The lefthander, who turned 30 in August, had slightly better velocity this year (95 mph on both his four- and two-seam fastball, according to BrooksBaseball.net) than in either 2014 and 2013. Yet in recent years, he transitioned from a slider to a cutter and opened up the other side of the plate by developing a changeup that has become his primary swing-and-miss offering.
Price has thus shown both the ability to sustain stuff and, simultaneously, to adapt, a compelling formula for teams that contemplate whether to invest $200 million in his services this offseason.
“I do think he’s going to be able to sustain being a power pitcher into his mid- to upper-30s. Absolutely. However, if all of a sudden his ability to pitch with power went away, there’s no doubt in my mind that he would adapt to that and become the David Price of Mark Buehrles, if that’s what he had to do,” said Rays pitching coach Jim Hickey. “He’d learn how to pitch in whatever manner he had to in order to be successful because of his aptitude, because of the way he loves the game. I think absolutely, positively we’ll be watching him throw mid-90s at 36, 37 years old. But if that weren’t the case, I think we’ll see a very, very, very productive guy until he’s 37, 38 – or even longer if he wants to.”
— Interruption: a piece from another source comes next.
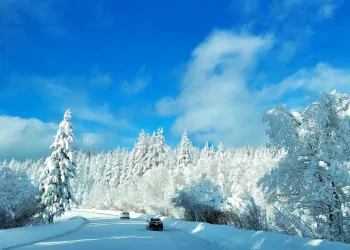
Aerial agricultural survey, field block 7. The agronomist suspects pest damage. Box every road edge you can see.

Of course, while both Price and Cueto have already proven themselves in many respects throughout their careers, both now have a chance to solidify – or diminish – their reputations as potential front-of-the-rotation anchors with their postseason performances. The Red Sox, along with other teams in need of an alpha starter, no doubt will be watching closely. So will Hanigan, with the expectation that his former teammates will both excel this month.
“When it comes down to the time when it’s their turn to take the ball in a big situation, they both have that look in the eye that, ‘I’m going to get it done,’” said Hanigan. “They exude confidence in their stuff. They both have great qualities in terms of things that make them great pitchers.”